Positive definiteness of sample covariance matrix when $ N < p $

covariancecovariance-matrix

Say I have a sample where $ N < p $, where $ N $ denotes the number of observations and $ p $ the number of variables. I know that the rank of the covariance matrix is then at most $ N $. I know that it is not positive definite since it is not invertible. However, I read from Wikipedia that a covariance matrix has to be at least positive semidefinite. Can I deduce positive semidefiniteness from here?

Best Answer

Yes, the sample covariance matrix will still be positive semi-definite.

To see this, note that if $X\in \mathbb{R}^{N\times p}$ is the data matrix (with observations in the rows and variables in the columns), then the sample covariance matrix is $C := \frac{1}{N-1}Y^TY\in \mathbb{R}^{p\times p}$, where $Y\in \mathbb{R}^{N\times p}$ is the matrix $X$ with each column's mean subtracted from that column's entries.
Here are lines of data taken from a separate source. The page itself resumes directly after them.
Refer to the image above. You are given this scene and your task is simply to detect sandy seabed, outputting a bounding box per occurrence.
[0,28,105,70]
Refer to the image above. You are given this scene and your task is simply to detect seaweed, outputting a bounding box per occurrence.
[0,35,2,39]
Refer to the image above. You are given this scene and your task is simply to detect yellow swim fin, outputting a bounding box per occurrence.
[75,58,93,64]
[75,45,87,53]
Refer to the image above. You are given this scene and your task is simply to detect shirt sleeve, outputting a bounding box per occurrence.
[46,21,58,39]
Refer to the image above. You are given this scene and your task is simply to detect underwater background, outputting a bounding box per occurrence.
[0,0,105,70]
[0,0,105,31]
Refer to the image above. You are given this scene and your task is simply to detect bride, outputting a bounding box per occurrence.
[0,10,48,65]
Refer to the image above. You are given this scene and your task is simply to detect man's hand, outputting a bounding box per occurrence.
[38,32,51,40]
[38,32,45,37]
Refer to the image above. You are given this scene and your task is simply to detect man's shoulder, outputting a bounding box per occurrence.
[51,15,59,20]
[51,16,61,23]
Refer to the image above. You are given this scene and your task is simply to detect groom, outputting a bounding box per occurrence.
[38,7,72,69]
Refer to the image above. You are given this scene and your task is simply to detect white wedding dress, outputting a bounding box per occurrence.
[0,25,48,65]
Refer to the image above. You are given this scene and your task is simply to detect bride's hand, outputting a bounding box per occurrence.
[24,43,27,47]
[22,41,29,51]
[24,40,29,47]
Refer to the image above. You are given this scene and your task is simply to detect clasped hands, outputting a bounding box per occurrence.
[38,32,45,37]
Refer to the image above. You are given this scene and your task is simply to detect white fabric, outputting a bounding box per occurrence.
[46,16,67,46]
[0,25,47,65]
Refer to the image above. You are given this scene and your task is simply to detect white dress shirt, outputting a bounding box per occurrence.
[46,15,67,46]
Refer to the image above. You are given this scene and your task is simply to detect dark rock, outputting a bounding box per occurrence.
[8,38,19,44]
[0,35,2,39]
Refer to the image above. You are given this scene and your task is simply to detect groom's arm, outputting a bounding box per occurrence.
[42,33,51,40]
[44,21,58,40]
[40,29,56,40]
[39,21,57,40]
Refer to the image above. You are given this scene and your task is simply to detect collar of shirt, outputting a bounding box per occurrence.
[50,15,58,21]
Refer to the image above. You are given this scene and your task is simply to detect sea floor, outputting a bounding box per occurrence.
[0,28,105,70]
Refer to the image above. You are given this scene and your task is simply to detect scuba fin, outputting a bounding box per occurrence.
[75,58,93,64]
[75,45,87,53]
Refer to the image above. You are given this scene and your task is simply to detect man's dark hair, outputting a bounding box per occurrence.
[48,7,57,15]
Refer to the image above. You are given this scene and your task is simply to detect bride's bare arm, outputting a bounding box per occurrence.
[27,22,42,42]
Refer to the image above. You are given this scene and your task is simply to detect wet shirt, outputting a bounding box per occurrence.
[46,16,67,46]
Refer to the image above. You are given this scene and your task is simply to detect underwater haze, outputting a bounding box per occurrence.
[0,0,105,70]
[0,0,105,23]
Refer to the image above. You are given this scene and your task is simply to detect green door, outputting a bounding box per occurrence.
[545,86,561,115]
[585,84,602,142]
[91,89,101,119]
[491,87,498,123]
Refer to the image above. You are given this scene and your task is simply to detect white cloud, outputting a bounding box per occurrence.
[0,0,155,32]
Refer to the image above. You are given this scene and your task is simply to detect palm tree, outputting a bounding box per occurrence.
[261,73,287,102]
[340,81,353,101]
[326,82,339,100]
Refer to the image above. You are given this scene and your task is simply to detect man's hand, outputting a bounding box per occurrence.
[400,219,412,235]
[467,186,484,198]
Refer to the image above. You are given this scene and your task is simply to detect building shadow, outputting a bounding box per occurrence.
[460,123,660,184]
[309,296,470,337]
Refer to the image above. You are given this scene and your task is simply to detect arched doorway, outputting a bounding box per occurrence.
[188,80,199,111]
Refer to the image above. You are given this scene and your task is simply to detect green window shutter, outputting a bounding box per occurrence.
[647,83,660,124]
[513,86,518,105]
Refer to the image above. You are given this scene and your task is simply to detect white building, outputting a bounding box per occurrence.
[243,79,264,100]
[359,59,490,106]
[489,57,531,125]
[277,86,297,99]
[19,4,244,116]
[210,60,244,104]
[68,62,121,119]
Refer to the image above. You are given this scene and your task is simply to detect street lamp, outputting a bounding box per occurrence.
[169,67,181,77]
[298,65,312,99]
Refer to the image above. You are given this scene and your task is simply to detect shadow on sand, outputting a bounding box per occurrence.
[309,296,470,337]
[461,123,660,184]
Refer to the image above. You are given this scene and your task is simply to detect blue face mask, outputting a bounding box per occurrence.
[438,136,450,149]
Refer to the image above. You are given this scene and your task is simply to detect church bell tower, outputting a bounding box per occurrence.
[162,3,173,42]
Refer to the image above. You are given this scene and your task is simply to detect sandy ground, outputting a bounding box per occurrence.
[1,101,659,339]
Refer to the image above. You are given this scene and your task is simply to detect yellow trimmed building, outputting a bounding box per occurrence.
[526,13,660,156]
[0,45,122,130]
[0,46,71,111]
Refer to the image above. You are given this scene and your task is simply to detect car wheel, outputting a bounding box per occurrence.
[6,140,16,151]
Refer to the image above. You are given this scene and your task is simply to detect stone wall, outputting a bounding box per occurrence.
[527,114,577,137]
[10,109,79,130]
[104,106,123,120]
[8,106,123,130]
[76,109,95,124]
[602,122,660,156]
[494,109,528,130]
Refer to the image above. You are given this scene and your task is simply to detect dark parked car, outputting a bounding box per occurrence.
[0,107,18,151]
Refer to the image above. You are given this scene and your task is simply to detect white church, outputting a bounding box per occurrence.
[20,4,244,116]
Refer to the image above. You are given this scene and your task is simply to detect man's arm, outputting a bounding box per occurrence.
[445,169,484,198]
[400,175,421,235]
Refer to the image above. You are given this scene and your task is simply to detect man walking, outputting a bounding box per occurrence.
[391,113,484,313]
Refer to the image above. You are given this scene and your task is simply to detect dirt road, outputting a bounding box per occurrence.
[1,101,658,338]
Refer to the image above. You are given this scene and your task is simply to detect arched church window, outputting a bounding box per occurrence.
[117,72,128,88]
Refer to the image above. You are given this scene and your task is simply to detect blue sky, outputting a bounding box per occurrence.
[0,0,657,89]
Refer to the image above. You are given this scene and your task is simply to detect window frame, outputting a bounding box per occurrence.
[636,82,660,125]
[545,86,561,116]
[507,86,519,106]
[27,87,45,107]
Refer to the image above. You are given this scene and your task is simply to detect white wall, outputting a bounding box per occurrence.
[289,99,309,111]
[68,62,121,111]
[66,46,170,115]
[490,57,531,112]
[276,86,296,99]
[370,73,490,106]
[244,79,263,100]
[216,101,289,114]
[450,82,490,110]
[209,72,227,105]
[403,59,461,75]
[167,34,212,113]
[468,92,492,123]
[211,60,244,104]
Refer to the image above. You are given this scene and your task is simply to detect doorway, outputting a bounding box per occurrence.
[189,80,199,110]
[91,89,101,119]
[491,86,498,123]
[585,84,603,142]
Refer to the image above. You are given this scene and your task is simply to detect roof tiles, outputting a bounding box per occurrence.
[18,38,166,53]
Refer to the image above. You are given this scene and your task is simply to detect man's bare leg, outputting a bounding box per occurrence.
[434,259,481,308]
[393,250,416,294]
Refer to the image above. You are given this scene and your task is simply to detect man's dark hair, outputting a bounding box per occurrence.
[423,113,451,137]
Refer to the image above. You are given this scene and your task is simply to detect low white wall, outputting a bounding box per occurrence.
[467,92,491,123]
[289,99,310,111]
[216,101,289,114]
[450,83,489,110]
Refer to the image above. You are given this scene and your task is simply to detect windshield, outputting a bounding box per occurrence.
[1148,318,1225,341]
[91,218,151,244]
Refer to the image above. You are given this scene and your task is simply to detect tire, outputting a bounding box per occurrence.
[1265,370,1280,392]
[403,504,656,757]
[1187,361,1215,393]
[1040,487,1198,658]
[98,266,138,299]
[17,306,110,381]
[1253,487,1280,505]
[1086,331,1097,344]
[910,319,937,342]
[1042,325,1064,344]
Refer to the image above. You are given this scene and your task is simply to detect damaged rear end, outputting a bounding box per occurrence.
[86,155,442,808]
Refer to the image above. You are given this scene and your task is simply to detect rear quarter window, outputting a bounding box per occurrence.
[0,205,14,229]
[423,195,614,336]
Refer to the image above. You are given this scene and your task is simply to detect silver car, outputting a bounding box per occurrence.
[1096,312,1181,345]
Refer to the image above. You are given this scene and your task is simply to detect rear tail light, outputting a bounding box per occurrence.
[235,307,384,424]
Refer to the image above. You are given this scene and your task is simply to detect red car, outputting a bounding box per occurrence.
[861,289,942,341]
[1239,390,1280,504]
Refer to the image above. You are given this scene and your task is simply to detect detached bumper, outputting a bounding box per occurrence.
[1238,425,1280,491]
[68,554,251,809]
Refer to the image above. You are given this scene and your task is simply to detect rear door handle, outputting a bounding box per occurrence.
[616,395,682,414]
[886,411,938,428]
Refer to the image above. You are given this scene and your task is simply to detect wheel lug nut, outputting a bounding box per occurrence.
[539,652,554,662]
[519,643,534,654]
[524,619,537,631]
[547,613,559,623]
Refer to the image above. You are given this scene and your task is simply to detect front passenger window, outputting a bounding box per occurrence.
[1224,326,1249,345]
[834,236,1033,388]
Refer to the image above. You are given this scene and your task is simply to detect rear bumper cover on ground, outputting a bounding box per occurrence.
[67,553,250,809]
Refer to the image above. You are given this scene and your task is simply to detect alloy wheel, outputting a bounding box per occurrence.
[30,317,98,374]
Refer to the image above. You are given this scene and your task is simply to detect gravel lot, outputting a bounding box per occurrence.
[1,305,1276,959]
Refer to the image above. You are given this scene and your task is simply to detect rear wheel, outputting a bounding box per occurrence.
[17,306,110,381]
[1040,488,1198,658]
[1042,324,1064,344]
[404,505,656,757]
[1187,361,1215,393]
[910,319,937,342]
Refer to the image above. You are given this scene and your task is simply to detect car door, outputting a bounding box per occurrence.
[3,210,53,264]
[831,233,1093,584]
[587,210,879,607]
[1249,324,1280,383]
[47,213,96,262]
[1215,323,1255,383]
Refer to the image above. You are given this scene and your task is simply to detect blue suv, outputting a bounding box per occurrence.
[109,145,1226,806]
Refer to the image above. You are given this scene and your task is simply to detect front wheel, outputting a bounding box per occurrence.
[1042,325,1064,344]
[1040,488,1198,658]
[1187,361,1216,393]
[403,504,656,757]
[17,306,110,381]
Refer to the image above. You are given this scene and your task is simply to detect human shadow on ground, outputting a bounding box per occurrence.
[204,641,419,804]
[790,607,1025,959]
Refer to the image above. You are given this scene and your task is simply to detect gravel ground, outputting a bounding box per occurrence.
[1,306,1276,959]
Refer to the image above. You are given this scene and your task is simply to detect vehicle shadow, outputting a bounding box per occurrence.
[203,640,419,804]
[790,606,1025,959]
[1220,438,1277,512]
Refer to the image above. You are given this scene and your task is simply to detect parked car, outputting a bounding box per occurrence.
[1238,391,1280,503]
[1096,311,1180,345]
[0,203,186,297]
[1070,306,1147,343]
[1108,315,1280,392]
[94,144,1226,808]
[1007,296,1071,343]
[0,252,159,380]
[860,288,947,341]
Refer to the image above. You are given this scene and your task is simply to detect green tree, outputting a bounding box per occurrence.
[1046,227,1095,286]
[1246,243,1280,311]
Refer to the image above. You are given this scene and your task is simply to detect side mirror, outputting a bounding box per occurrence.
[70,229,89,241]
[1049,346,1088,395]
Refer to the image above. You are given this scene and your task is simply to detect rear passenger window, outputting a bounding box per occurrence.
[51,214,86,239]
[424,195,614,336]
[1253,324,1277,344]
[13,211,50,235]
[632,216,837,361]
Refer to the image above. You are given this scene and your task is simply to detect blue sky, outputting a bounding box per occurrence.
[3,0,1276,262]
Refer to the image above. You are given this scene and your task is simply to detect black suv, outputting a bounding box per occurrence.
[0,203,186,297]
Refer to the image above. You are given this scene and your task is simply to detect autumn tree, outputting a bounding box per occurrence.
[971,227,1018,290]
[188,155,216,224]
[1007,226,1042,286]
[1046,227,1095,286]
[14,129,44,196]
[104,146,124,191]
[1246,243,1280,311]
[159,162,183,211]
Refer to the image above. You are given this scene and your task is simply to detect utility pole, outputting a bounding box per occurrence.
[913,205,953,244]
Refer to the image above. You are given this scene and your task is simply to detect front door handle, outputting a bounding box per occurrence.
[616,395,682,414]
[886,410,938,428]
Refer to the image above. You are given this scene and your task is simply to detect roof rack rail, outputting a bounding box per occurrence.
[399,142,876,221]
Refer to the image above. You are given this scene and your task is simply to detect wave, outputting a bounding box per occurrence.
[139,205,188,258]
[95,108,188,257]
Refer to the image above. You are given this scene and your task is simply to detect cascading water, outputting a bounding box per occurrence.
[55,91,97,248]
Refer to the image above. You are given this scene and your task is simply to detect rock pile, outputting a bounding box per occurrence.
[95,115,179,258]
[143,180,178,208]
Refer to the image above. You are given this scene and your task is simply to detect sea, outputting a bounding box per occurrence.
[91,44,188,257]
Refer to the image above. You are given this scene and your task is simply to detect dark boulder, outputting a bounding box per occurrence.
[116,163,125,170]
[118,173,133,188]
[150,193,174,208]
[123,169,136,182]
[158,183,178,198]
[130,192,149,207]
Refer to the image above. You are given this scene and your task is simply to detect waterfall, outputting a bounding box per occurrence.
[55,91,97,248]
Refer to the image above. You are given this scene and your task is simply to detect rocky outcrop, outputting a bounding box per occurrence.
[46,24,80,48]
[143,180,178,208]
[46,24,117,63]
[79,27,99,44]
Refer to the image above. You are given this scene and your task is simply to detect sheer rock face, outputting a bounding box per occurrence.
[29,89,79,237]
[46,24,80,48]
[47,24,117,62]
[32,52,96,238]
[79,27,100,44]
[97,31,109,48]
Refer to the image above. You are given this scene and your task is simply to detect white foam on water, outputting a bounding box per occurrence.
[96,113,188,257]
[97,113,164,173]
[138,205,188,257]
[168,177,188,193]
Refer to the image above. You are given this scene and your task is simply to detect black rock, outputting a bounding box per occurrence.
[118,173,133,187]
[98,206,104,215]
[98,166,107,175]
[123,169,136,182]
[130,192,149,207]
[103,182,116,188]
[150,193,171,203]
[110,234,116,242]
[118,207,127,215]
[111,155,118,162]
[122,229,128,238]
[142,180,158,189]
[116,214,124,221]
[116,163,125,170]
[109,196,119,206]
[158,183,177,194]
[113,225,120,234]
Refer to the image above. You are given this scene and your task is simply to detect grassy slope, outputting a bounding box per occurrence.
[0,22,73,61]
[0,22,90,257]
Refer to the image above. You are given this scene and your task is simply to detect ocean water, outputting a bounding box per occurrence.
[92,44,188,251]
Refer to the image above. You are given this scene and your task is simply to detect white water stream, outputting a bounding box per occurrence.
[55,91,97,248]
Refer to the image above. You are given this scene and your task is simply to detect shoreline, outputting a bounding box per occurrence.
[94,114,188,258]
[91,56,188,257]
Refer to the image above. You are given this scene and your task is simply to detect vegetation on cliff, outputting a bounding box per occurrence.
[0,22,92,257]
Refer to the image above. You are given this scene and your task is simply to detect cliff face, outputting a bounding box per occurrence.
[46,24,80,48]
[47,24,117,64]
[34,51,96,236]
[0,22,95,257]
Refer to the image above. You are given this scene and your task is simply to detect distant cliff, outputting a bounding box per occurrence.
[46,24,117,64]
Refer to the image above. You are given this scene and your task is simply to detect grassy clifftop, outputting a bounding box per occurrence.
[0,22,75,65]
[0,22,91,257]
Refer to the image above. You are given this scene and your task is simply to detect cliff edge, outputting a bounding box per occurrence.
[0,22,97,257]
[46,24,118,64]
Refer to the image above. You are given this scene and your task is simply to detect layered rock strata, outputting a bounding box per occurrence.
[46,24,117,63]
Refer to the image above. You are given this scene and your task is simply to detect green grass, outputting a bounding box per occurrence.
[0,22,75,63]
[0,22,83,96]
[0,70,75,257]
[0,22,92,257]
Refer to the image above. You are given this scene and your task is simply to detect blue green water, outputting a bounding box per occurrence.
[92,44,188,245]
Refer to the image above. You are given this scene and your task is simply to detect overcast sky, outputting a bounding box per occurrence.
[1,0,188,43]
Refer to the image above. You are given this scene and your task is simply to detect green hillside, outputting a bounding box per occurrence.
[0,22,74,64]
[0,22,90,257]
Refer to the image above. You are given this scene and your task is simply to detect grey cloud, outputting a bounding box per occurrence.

Note that $C$ is symmetric as $C^T = \left( \frac{1}{N-1}Y^TY\right)^T = \frac{1}{N-1}Y^TY=C$.

Also, for any $\mathbf{v}\in\mathbb{R}^{p}$, we have

$$\begin{align*} \mathbf{v}^T C \mathbf{v}&= \frac{1}{N-1}\mathbf{v}^TY^TY\mathbf{v}\\ &= \frac{1}{N-1} \left( Y\mathbf{v}\right)^T Y\mathbf{v}\\ &= \frac{1}{N-1}\left\| Y\mathbf{v}\right\|^{2}\\ &\ge 0. \end{align*} $$

Thus the sample covariance matrix $C$ is positive semi-definite.